GROTON -- In their first comments on a draft prepared by the Wetlands Bylaw Review Committee, town officials were critical of what they term confusing language and vague definitions.

The draft report detailing changes made necessary by efforts of Groton Electric Light Department's application for a new headquarters complex on Station Avenue,

"We got the fact that this is an imperfect thing," admitted committee member Robert Pine, who reviewed the draft before selectmen at their meeting Monday.

Pine was responding to observations made by selectmen that wording in the key amending language regarding exemptions was too confusing.

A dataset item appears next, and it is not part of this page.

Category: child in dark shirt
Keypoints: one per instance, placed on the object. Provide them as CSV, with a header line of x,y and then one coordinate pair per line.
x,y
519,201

In other places, words such as "intermittent streams" and "structures" were not sufficiently specific, they said.

"Could beaver dams be considered structures?" board member Joshua Degen asked, half seriously.

"We are making the wording of this bylaw less restrictive," responded Pine.

"It doesn't sound that way to me," replied Degen.

The Wetlands Bylaw Review Committee was created earlier in the year following concerns raised during a protracted review process concerning approval of GELD's plan to build a new highway office and garage complex.

GELD's first application was turned down by the Conservation Commission, which refused to bend on the issue of a partial intrusion by the proposed building into a 100-foot buffer zone surrounding nearby wetlands.

Although after reapplying, GELD's plan was approved, the regulations by which the ConsCom conducted its review were criticized as being too stringent and the review committee was established to see if anything could be done to make the process easier.

"I think this was a really good process," said Pine of the committee's work in drafting changes to the by-law. "This is the way a bylaw should be reviewed. No agendas got in the way of anything."

With the committee having drawn up a draft of recommended changes to the bylaw, members embarked on a round of visits with the town's land-use boards, first visiting the selectmen.

The major change in the bylaw, Pine told selectmen, was in the exemptions portions where wording was amended to grant landowners more freedom to work within the 100-foot buffer zone.

But on closer examination by selectmen, it appeared the suggested language was not only vague but contradictory. It seemed to give more freedom with one hand while upholding stringent protections for the buffer zone on the other.

Other concerns raised by selectmen included definitions such as that for intermittent streams and the accuracy of maps cited for use and identification of streams.

With more work said to be needed, committee members intended to complete their round of visitations for more input before returning to the drawing table. Later in the fall, a public hearing on a subsequent draft will be held ahead of submitting the final recommended changes to town meeting for approval.